Re: Care of the Elderly
Reply #13 - October 14, 2011, 01:53 PM
Hassan, IMHO, when the time comes that a family can no longer
take care of the elder, and they need more help than the family
or person can provide, I dont see any problem getting them the
professional care they need.
One thing thats hard though. The elder will protest, just one more
thing that deprives them of independence, and its a hard choice when
the elder objects. For them, they know that its one step closer to the
grave, and they can really throw some fits or temper tantrums around
the idea. In my case, my dad felt we were abandoning him, just getting
rid of a "burden", and less independence. Thats what really upset him.
Like when he lost his driver's license because he was no longer
able to drive safely. Its emotional turmoil and very difficult to get
them to understand why they can no longer drive.
Then theres the guilt of having to have someone else take care of them.
Asked many times if we had done the right thing, but quickly reminded
we were all unable to provide him the daily medical care he needed.
If one is capable to do things like bathe them, clean and change them,
assist them to and from their bed/room. If they are still able to eat
on their own, or with some assistance, IMO, keep them at home.
My dad got so excited when my sister would bring her kids over.
Being near his grandkids sent his spirits soaring.
There is also the mental challenges. My dad regressed to that of a
five year old in his mind. Threw temper tantrums, would cook him
what he asked for, then say it tasted like crap and would storm off.

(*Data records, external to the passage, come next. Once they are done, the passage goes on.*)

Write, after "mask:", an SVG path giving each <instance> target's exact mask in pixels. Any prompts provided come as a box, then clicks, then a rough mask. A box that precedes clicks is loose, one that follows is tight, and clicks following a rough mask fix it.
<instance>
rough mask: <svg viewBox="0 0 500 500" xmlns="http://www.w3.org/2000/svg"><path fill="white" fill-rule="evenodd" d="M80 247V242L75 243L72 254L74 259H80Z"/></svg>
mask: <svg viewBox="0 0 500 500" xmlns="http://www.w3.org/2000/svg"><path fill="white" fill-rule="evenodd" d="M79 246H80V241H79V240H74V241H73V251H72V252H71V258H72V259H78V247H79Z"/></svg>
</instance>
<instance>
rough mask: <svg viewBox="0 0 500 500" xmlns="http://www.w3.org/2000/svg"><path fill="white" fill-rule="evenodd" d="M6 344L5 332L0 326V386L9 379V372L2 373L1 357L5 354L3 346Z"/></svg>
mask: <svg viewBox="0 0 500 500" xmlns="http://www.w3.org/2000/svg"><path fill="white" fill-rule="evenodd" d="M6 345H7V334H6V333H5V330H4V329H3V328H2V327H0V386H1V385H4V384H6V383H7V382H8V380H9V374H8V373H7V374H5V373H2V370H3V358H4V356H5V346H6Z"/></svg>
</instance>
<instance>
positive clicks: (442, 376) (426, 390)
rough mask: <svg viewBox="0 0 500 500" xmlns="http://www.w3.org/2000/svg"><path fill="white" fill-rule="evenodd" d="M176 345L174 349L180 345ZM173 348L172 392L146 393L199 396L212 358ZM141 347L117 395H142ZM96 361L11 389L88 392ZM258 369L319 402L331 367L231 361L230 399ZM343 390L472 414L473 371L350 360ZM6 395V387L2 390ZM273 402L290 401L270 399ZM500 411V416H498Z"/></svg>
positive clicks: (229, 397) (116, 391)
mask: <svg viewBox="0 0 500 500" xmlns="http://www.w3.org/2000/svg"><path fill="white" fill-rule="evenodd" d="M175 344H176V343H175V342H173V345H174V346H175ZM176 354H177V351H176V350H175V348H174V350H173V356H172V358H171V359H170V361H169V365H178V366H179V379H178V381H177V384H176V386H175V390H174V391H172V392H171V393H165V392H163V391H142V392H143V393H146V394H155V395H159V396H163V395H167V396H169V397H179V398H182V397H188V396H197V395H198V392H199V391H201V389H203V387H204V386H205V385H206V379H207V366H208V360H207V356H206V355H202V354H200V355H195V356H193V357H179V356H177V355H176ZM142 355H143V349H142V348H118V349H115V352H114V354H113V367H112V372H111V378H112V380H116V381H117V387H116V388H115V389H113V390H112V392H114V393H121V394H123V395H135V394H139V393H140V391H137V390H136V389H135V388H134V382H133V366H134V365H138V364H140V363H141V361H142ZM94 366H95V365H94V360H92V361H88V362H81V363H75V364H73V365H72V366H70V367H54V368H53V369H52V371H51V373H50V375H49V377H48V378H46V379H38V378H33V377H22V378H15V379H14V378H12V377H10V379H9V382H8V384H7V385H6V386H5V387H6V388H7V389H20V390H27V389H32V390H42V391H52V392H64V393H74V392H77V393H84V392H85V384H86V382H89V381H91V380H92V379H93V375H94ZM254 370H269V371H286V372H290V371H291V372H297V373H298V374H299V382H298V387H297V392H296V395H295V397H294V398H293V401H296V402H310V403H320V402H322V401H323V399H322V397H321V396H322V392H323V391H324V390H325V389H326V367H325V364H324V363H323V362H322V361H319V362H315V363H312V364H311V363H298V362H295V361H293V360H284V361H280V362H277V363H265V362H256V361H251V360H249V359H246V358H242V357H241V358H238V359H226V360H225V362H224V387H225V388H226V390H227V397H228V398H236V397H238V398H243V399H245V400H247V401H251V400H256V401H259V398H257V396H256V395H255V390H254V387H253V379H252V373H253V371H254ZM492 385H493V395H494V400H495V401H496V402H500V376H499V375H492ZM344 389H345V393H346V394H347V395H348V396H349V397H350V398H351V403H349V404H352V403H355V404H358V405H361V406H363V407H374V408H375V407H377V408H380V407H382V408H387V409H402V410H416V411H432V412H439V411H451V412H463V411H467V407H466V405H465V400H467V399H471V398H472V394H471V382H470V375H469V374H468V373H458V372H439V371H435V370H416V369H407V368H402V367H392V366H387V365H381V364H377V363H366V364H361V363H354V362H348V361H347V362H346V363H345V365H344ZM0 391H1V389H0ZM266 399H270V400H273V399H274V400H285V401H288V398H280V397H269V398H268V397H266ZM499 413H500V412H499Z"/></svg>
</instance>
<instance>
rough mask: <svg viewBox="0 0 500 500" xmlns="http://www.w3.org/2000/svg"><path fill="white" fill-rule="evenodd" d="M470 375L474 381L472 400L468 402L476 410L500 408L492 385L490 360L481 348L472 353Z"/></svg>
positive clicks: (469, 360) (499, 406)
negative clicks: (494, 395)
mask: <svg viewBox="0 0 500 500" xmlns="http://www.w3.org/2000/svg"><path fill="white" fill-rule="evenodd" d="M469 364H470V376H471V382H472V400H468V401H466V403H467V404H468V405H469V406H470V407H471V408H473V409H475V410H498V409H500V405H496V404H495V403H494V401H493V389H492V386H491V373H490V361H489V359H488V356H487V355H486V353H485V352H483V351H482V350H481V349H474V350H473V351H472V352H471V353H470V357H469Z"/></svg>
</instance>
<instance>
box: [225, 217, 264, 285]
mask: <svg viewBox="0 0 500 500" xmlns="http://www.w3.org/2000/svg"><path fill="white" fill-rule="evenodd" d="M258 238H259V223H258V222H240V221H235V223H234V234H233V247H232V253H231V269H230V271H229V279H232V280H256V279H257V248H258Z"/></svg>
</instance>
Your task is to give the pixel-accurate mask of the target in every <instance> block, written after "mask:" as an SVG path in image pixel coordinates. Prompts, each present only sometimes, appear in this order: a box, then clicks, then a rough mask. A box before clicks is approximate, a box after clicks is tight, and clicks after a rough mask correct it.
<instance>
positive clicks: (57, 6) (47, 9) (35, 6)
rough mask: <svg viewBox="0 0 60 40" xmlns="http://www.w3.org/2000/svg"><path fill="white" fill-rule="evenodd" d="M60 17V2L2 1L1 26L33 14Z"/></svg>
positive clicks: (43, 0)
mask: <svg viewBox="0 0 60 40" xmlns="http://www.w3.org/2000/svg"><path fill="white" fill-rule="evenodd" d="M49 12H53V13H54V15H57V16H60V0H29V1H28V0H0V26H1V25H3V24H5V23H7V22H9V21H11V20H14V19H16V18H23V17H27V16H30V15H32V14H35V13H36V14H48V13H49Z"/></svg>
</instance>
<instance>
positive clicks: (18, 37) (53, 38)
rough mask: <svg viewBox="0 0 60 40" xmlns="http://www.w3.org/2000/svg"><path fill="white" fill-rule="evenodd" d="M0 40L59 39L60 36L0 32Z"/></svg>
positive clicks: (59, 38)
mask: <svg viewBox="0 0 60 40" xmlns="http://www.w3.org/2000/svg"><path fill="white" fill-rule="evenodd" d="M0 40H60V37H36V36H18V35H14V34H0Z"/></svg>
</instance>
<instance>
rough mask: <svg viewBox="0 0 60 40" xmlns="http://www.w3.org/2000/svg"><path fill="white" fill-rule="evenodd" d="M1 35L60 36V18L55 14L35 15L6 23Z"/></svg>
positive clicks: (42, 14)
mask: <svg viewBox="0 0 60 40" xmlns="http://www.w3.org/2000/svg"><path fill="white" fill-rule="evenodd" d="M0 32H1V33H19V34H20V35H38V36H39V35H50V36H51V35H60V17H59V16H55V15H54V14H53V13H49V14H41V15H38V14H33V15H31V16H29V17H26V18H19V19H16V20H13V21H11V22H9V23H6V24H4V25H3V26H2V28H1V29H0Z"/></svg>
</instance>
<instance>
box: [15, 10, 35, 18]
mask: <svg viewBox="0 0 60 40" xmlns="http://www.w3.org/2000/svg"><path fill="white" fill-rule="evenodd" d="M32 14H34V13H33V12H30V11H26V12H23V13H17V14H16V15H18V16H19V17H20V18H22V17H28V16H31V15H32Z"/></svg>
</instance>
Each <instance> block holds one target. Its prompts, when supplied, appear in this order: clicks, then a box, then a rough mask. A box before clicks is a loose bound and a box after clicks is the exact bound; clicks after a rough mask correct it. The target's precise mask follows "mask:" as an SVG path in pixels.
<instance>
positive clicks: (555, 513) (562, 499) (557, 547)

Turn childlike and very oppositional defiant. Would go to the garage
in the middle of the night just to sit in his car and then not want to
get out of it. In these cases, I wouldnt send them to the state, but
definitely look for support either from family or care giver support
groups, cuz honestly, I was ready to pull my hair out. I would take
off in my car and just scream as loud as i could, and come back to my
senses that its not his fault he is like this. What do you do when he
locks himself in his room and sob for hours on end? Justified to send
him tot he state? No. But very taxing on the rest of us.
When one door of happiness closes, another opens; but often we look so long at the closed door that we do not see the one which has been opened for us.